И вот автор диссертации по греческим артефактам, облаченный в темный твидовый пиджак с профессорскими заплатами на локтях, был вынужден день за днем смотреть, как потрепанные и невыносимо скучные экспонаты покрываются пылью, с горечью сознавая, что разделяет их судьбу.

Доев бутерброд, доктор Берроуз скомкал листок вощеной бумаги, в который он был завернут, и бодро запустил его в сторону экспозиции «Кухня», целясь в оранжевое пластмассовое мусорное ведро шестидесятых годов. Он не попал — комок отскочил от края ведра и упал на паркет. Доктор разочарованно вздохнул и принялся рыться в портфеле, где у него была припрятана шоколадка. Обычно он берег ее до второй половины дня, но сегодня ему было так тоскливо, что не хотелось отказывать себе в сладком. Доктор разорвал обертку и откусил большой кусок.

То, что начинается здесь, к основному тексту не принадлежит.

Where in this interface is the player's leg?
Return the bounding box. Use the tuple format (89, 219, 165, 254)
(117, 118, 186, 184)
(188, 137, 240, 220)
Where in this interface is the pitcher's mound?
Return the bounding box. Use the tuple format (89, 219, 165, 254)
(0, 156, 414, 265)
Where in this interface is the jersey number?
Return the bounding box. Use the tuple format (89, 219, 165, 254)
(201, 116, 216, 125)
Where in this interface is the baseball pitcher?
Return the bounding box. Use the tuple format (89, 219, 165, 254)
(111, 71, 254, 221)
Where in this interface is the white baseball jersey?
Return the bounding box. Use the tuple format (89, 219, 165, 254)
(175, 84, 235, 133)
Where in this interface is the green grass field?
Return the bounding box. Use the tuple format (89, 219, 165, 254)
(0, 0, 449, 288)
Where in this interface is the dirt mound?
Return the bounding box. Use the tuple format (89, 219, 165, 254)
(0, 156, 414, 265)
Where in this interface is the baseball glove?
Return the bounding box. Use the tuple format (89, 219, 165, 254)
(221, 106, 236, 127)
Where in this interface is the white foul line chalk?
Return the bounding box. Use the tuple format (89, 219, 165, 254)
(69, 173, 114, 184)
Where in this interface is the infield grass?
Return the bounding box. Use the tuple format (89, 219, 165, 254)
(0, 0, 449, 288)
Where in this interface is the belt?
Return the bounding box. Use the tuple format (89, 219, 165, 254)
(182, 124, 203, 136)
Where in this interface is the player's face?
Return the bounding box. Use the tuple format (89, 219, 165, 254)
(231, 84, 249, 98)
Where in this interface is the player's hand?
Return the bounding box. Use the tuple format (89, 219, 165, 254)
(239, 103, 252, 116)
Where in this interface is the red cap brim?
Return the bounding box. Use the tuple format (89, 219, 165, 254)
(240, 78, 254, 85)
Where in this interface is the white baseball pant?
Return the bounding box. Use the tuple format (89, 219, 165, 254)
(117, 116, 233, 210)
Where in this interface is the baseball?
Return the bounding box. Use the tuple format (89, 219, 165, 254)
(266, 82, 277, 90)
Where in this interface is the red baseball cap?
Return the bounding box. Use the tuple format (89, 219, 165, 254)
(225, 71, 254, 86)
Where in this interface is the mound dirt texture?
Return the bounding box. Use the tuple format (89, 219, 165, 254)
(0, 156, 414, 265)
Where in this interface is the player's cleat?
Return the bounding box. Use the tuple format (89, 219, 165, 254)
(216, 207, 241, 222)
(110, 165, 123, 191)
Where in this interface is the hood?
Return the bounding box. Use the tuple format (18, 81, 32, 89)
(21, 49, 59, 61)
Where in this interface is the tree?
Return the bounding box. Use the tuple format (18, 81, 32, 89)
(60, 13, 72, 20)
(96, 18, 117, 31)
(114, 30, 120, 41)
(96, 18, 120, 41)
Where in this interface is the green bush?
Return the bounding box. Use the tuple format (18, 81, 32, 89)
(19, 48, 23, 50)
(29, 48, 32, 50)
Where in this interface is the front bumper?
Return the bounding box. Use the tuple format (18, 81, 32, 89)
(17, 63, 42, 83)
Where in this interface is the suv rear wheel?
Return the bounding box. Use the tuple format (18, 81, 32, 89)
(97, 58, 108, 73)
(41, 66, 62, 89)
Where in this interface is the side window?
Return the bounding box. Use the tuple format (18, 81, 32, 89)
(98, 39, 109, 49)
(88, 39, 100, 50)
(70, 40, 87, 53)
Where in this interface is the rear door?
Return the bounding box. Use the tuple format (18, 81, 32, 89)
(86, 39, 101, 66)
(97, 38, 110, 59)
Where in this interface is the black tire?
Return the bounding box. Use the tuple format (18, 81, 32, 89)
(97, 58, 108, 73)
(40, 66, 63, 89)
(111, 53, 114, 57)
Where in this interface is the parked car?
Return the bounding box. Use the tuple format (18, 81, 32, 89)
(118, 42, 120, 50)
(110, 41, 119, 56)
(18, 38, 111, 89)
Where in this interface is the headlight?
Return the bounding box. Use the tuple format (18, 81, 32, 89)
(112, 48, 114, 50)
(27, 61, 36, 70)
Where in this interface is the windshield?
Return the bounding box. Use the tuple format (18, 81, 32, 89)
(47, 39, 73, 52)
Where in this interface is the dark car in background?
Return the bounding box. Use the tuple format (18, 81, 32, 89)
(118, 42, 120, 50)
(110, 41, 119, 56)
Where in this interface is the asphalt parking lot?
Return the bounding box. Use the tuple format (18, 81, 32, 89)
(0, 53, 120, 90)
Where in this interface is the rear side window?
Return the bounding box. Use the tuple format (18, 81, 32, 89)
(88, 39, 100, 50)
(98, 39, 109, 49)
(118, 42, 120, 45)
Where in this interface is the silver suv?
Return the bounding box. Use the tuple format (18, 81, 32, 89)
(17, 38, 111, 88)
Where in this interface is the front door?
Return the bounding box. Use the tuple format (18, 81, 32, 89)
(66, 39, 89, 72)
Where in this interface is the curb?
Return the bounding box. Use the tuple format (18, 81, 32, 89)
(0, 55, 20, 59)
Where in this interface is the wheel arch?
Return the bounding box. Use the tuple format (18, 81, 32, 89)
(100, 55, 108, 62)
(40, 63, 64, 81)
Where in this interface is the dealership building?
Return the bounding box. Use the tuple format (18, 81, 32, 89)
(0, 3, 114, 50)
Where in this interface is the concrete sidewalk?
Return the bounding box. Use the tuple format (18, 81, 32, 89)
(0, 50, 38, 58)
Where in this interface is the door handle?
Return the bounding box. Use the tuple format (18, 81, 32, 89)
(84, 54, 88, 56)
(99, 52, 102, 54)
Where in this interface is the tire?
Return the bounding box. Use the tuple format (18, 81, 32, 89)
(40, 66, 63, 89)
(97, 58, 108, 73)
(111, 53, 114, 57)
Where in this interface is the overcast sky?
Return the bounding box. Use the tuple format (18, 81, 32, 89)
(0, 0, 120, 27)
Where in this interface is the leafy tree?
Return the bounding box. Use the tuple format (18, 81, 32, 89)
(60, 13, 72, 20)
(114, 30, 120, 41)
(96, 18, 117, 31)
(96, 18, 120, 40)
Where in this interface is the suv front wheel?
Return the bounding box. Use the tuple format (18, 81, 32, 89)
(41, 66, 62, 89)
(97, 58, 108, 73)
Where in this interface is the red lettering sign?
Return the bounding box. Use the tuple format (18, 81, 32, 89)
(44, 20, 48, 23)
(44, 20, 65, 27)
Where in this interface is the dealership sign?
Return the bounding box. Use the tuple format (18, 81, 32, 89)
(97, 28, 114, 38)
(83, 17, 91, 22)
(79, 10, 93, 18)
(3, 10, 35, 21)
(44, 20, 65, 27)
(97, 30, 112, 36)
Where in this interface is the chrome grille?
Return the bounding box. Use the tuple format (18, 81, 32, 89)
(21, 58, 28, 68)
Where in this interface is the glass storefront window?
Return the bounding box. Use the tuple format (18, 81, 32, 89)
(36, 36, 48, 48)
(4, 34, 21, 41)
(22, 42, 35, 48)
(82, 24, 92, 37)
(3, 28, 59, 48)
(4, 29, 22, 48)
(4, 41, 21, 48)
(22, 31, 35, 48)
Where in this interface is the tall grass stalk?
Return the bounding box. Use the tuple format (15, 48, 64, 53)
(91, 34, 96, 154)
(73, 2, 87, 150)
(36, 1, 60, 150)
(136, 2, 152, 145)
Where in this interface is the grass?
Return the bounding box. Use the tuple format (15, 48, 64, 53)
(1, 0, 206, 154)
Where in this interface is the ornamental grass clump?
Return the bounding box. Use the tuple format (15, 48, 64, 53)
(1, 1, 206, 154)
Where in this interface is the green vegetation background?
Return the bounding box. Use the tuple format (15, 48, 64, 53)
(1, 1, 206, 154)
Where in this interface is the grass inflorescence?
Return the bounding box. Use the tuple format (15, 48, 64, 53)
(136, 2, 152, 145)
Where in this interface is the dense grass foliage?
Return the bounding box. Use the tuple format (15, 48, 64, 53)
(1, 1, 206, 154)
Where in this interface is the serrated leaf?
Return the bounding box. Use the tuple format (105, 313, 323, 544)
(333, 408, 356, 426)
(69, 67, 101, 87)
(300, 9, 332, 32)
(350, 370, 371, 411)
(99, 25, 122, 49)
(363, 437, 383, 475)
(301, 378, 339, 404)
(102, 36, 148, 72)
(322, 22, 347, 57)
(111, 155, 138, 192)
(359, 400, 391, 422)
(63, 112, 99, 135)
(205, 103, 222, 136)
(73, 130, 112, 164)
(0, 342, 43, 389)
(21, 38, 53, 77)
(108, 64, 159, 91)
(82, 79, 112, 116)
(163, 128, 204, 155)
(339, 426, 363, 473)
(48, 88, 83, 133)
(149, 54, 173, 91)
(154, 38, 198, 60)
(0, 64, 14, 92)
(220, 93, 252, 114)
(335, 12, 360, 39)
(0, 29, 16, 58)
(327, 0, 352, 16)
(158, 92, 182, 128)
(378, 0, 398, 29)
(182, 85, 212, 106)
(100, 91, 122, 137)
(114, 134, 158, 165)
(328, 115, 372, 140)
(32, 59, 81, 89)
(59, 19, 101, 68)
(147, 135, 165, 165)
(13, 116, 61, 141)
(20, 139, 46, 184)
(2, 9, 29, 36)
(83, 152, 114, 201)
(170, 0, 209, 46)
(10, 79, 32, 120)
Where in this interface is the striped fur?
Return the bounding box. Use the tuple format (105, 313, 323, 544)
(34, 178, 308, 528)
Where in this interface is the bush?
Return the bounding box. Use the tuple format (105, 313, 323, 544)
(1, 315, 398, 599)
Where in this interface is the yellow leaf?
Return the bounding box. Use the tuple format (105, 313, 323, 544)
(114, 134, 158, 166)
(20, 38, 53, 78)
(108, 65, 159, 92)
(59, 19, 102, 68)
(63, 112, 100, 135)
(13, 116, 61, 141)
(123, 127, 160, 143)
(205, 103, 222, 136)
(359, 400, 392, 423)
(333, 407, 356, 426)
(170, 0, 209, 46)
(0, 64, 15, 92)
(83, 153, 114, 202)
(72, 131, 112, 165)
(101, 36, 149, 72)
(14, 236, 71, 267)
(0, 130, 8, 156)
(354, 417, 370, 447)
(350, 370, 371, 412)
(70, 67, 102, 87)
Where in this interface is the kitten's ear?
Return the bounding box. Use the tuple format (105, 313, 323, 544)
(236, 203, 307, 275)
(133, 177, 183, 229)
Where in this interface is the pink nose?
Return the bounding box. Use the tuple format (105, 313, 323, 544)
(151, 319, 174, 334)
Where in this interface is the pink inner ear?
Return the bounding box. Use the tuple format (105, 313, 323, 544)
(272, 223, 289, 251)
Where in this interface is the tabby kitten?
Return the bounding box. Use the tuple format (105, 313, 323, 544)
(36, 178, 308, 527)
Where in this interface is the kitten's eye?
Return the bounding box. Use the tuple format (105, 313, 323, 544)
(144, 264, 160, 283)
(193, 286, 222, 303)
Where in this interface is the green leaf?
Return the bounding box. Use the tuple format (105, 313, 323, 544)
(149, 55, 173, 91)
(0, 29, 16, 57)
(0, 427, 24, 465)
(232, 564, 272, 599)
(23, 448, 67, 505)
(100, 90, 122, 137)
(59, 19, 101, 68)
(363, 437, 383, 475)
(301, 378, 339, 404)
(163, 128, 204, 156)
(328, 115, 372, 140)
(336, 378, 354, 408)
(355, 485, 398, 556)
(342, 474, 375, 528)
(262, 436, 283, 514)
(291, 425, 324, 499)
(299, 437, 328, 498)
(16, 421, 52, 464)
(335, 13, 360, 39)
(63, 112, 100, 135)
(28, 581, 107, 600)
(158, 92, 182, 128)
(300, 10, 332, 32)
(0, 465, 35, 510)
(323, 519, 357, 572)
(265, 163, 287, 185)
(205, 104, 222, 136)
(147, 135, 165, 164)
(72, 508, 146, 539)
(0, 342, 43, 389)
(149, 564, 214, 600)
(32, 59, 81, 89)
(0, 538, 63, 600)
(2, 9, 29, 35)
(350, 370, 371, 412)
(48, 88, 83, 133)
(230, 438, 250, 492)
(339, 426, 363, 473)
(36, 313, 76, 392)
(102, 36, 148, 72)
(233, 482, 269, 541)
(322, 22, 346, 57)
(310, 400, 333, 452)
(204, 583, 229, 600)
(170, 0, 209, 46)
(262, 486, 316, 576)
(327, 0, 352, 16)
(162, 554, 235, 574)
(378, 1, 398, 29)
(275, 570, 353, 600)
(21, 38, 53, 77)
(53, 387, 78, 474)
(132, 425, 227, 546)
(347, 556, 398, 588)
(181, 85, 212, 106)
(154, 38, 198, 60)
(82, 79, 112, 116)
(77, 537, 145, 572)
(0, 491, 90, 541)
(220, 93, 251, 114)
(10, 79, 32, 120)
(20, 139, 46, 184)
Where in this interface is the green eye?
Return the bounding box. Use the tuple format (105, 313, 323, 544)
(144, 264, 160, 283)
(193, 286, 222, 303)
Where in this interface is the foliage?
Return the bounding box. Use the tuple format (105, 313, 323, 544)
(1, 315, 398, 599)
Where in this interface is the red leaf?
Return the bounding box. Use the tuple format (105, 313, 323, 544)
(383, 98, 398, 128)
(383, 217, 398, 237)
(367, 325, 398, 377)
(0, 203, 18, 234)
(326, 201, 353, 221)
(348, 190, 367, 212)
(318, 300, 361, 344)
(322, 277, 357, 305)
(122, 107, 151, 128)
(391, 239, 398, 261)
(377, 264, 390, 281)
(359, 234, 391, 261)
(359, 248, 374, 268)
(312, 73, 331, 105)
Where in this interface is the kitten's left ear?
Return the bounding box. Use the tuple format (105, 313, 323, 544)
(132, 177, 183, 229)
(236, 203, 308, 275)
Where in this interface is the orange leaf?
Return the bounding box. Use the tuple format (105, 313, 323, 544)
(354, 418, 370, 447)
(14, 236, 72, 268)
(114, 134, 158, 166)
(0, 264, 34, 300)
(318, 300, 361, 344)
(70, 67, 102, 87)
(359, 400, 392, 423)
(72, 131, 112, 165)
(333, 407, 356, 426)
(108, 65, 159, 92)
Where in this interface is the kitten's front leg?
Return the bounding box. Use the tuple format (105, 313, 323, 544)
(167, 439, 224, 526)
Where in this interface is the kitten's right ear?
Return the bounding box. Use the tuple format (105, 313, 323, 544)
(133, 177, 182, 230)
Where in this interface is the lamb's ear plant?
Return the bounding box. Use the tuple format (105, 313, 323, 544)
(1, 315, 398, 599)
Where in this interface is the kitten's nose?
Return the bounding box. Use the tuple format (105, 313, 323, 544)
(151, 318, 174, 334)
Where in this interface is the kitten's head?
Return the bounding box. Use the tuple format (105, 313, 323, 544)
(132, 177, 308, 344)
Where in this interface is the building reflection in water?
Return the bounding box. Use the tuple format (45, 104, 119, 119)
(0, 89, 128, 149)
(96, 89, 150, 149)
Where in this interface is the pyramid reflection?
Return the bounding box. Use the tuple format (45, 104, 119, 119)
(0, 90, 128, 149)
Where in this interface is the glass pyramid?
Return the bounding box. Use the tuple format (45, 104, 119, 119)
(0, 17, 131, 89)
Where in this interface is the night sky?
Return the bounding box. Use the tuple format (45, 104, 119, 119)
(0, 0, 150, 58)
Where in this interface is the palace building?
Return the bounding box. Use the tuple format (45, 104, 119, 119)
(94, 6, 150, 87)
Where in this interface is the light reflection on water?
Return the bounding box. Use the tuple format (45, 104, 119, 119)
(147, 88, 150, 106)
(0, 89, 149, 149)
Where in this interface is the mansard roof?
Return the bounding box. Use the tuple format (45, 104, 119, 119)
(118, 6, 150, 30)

Тут звякнул колокольчик над входной дверью, и по паркету застучали костыли Оскара Эмберса. Восьмидесятилетний актер, вышедший на пенсию, привязался к музею, пожертвовал несколько своих фотопортретов с автографами и даже время от времени дежурил здесь по субботам.

Видя неуклонно надвигающегося старика, доктор Берроуз попытался быстро прожевать шоколадку, но обнаружил, что откусил слишком много. Отчаянно двигая челюстями, он понимал, что пенсионер, известный своим острым языком, приближается слишком быстро. У доктора мелькнула мысль ретироваться в кабинет, но было поздно. Он остался на месте и постарался изобразить улыбку набитым ртом.